How does the syllabus relate to the higher-level outcomes on entrustable capabilities?
The move from using lower-order competencies to higher-order capabilities to assess educational outcomes has been accompanied by a move from scored examinations to trust in the individual. Onora O’Neil suggested this in her Reith Lectures in 2002 (see also a short essay), and trust has been developed in healthcare training by ten Cate, as I have discussed.
Trusting someone is a judgement that relies on a holistic consideration of many items. In professional activities, information from various sources covering various settings and activities is used. These are indicative data; they illustrate professional performance.
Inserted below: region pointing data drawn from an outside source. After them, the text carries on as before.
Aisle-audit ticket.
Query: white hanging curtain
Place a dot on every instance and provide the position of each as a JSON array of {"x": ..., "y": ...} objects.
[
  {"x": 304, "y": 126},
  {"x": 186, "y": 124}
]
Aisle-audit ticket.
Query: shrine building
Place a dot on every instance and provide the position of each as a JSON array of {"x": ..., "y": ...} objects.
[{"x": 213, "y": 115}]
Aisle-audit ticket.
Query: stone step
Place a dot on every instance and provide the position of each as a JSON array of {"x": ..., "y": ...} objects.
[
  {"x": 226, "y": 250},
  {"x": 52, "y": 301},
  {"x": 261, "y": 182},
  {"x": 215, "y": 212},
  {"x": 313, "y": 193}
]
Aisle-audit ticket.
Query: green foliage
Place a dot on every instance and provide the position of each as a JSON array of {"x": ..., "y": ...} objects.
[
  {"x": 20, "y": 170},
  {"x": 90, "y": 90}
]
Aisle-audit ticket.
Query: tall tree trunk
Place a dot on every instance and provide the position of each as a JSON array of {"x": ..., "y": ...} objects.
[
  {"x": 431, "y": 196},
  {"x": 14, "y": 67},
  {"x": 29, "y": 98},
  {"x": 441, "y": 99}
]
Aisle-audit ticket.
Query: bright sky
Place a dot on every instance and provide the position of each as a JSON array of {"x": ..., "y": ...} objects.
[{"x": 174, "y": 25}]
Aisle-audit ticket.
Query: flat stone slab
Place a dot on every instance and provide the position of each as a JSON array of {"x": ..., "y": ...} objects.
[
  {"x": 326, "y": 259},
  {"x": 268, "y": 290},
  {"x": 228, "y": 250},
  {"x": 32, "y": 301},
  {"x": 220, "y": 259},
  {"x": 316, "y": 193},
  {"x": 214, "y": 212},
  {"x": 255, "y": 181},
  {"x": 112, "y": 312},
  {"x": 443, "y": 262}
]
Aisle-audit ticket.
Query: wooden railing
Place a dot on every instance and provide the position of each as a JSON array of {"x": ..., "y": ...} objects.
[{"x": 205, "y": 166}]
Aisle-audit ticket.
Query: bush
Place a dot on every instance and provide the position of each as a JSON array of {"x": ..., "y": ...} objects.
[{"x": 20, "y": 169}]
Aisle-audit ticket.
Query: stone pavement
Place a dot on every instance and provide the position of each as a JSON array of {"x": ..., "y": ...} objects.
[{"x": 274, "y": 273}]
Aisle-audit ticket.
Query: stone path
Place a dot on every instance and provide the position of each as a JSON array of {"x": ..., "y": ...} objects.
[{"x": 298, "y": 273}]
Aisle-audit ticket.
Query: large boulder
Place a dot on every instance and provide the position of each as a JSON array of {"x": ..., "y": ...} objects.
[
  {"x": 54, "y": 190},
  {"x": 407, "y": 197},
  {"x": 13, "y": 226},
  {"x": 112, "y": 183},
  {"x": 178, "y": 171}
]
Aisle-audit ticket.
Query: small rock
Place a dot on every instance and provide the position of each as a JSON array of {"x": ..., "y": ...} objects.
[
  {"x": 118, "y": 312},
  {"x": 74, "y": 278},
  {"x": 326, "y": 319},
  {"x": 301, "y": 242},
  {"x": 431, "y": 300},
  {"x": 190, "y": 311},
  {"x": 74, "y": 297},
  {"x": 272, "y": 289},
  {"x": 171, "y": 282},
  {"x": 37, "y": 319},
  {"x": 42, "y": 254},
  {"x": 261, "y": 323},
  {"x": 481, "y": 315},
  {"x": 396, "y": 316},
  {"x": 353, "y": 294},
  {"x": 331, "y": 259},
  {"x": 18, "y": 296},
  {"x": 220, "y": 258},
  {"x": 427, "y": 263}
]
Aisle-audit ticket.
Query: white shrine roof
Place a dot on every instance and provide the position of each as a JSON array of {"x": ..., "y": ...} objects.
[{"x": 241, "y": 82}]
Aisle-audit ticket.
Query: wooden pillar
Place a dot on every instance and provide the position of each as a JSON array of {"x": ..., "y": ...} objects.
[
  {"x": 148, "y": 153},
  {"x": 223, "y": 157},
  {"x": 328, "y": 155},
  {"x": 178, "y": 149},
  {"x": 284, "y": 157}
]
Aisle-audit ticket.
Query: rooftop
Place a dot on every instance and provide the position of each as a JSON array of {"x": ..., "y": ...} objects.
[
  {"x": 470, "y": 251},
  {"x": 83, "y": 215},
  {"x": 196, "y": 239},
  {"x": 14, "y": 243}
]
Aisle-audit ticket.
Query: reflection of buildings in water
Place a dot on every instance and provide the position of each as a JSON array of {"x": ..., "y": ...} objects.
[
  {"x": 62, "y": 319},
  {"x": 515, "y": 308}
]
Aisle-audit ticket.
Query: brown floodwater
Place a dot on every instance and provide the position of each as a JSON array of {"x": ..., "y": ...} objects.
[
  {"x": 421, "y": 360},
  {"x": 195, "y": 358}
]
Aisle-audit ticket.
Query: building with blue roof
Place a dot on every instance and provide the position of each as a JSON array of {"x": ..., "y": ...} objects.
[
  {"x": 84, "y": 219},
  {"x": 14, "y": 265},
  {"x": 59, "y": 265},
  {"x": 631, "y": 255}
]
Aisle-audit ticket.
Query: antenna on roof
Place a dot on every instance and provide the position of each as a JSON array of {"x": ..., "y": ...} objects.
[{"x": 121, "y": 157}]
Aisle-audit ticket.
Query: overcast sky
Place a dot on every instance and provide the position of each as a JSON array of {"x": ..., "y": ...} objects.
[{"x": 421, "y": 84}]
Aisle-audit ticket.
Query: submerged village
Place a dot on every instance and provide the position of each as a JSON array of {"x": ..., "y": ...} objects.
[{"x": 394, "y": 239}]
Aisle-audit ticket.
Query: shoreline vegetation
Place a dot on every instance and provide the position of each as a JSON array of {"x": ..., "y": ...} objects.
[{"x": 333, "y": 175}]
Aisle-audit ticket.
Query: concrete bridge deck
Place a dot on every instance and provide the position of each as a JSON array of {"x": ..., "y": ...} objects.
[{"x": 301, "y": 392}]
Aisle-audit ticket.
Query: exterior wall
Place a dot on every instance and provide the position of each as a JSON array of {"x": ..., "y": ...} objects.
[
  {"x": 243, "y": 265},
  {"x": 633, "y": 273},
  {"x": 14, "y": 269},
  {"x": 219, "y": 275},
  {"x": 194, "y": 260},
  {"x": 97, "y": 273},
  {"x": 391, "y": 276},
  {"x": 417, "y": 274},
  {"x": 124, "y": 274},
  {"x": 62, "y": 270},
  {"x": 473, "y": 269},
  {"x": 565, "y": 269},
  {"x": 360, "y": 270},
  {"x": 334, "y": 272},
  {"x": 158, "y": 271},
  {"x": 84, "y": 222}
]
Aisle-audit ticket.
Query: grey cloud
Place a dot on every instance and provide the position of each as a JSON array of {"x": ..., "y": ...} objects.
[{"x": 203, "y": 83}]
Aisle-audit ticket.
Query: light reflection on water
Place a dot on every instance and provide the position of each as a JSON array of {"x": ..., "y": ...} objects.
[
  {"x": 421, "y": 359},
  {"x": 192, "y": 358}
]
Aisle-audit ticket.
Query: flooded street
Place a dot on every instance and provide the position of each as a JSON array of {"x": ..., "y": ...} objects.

Using a medical example, running an acute hospital admissions service over eight hours, one cannot possibly check someone has every conceivable competency they might need, and even if one could, one would still need to find out if the doctor could manage the unpredictable caseload. A supervisor will consider whether the trainee has a few of the competencies and a range of other matters, such as feedback from other staff involved, to assess their overall capability.
In rehabilitation, indicative data relevant to capabilities could include experience in some of the competencies set out in the syllabus, but they would also include many other items.
Conclusion
The rehabilitation syllabus provides a framework of competencies to help the trainee identify the experience needed to become aware of the specific knowledge and skills required when undertaking an unsupervised activity. It also provides trainers a framework for assessing one aspect of the trainee’s performance. It is a tool, not a comprehensive or mandatory list to tick off.
The syllabus pages on this website each introduce a competency. The content is not comprehensive. Each page provides some information about the competency and should challenge the reader to be curious and sometimes to disagree so that they investigate further. The introductory page gives further information and includes a table showing all competencies, with a link to each competency’s page.